Monday, June 9, 2008

Multi-site Development and the Write-Thru Proxy

With Subversion 1.5, along with other notable new features such as built-in merge tracking, the WebDAV write-thru proxy will be introduced to simplify use of svnsync for Subversion deployments based around Apache 2.2.x.

Prior to Subversion 1.5, users had to manually redirect their client to the master server whenever they executed a commit or other write transaction using the “svn switch -- relocate” command. The WebDAV write-thru proxy will now detect when a commit or other write command has been issued by a client connected to a slave repository. It will then automatically redirect the client to the master server. This should make life somewhat easier for end users, and help prevent unintended writes against slave repositories from leading to split-brain scenarios that can be difficult to recover from.

However, the WebDAV write-thru proxy leaves svnsync’s master-slave architecture unchanged. While svnsync does offer the advantage of local reads, eliminating WAN traffic that would otherwise take place between a remote client and a central Subversion server, writes only happen on the master. Thus, the master repository can become a single point of failure for write transactions. In addition, the lag time between each instance of master repository replication can result in users at remote sites checking out stale copies of source code files from their local slave. This in turn can lead to update conflicts when changes are committed against the master. If the replication process fails due to network outages or server crashes, there are no built-in recovery capabilities.
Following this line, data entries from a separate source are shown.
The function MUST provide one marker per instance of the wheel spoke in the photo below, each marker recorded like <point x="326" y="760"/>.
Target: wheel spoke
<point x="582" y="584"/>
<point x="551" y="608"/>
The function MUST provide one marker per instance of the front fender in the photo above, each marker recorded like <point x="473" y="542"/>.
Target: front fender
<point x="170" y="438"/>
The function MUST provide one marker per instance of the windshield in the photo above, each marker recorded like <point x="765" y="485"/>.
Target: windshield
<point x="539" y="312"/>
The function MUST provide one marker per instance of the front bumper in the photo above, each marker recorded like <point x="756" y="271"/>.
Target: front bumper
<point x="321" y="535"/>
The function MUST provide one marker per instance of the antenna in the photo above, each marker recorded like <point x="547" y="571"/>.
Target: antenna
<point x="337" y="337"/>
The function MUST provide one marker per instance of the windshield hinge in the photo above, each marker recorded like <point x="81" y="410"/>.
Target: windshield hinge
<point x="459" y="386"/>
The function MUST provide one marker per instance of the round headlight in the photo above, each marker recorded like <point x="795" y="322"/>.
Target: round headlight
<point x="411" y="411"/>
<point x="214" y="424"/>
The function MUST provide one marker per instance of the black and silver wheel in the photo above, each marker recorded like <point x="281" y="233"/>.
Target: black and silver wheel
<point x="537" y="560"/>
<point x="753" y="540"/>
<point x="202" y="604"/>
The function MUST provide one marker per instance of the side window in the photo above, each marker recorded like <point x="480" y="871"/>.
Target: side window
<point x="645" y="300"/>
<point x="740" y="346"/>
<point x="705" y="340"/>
In contrast, WANdisco’s Subversion MultiSite turns every Subversion repository into a peer of every other, and every repository is readable as well as writeable for the entire code base. Replication is triggered automatically when a write operation is done at any location, and transactional consistency is guaranteed across all of the repositories. Self-healing capabilities are provided to automate the recovery process after a network outage or server crash, and prevent any data loss.

Although both svnsync and Subversion MultiSite support the WebDAV HTTP protocol, Subversion MultiSite only uses this protocol over a LAN. WANdisco’s own optimized protocol is used over a WAN on top of TCP/IP. The result is that commits consisting of hundreds of files are sent in a single pass during replication with Subversion MultiSite, rather than one-by-one as a series of HTTP PUTS, as is the case with svnsync. This enables Subversion MultiSite to deliver a significant performance boost over a wide area network.
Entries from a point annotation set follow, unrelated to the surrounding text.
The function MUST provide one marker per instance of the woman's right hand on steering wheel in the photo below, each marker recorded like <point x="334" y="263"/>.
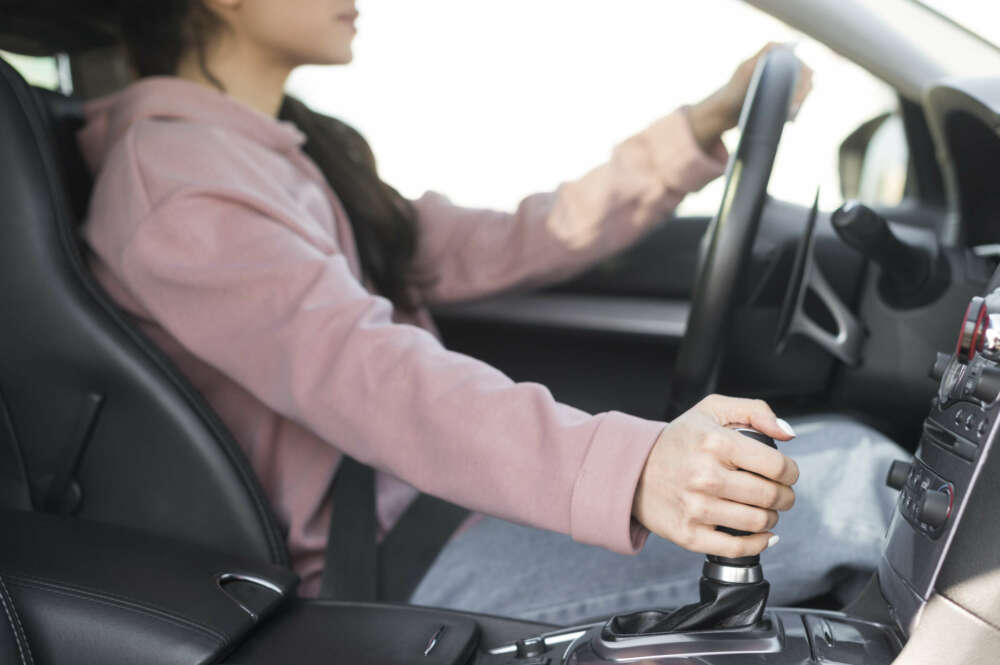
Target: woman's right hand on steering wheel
<point x="700" y="475"/>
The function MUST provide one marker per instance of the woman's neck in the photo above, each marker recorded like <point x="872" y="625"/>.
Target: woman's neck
<point x="245" y="74"/>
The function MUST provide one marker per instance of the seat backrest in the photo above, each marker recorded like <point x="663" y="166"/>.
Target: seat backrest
<point x="72" y="366"/>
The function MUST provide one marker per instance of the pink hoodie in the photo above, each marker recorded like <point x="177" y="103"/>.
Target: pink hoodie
<point x="212" y="228"/>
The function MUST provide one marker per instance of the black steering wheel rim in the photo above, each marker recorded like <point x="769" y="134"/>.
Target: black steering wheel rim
<point x="726" y="246"/>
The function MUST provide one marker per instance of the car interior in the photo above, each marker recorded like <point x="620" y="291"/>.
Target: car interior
<point x="133" y="529"/>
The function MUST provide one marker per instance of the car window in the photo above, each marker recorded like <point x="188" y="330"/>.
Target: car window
<point x="488" y="102"/>
<point x="36" y="70"/>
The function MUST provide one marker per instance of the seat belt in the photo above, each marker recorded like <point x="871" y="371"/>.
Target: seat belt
<point x="358" y="570"/>
<point x="407" y="552"/>
<point x="351" y="558"/>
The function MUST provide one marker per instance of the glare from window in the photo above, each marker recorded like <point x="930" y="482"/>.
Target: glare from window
<point x="981" y="17"/>
<point x="489" y="102"/>
<point x="40" y="71"/>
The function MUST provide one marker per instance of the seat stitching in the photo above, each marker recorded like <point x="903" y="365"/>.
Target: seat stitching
<point x="118" y="602"/>
<point x="15" y="623"/>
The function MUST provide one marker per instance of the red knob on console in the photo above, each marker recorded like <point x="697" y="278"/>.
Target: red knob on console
<point x="970" y="336"/>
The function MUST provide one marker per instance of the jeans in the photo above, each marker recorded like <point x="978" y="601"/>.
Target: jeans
<point x="830" y="540"/>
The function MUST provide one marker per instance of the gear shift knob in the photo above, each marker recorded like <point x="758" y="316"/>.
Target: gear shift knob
<point x="713" y="570"/>
<point x="733" y="592"/>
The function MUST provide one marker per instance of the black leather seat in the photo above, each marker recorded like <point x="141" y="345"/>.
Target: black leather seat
<point x="14" y="646"/>
<point x="76" y="378"/>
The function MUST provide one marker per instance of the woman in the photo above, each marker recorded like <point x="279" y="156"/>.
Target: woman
<point x="293" y="297"/>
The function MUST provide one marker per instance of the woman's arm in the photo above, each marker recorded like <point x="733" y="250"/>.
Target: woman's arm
<point x="469" y="253"/>
<point x="241" y="289"/>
With svnsync, user information, including access privileges must be maintained consistently across all of the servers, and there are no built-in features to support this. When WANdisco’s Subversion Access Control solution is implemented with Subversion MultiSite, the security configuration is replicated automatically when it’s initially set up, as are any changes, insuring consistency across all of the servers.


To learn more check out: Subversion MultiSite.

4 comments:

Jnatividad said...

Hhmmm... svnsync over http will indeed send a lot of PUTS over TCP/IP. But is that the case with svnsync using the SVN protocol using svnserve?

How exactly is Wandisco's "optimized" protocol different from the SVN protocol?

SubversionMan said...

Svnsync with the SVN RA protocol, (SVN protocol using svnserve) still requires up to six WAN round trips for each write operation between a remote developer’s Subversion client and the master Subversion server, versus just one WAN round trip with WANdisco. These WAN round trips using the SVN RA protocol are required to open the connection, authenticate the user, execute the write command on the master server, and close the connection. Once the write is done on the master, svnsync will then re-execute the write on each of the read-only slaves, including the slave repository at the site where the write request originated. In WANdisco’s case, because of the write anywhere, active-active replication approach used, the commit is already written to the repository at the site where the write request originated. This eliminates an additional set of WAN round trips that would be required by svnsync.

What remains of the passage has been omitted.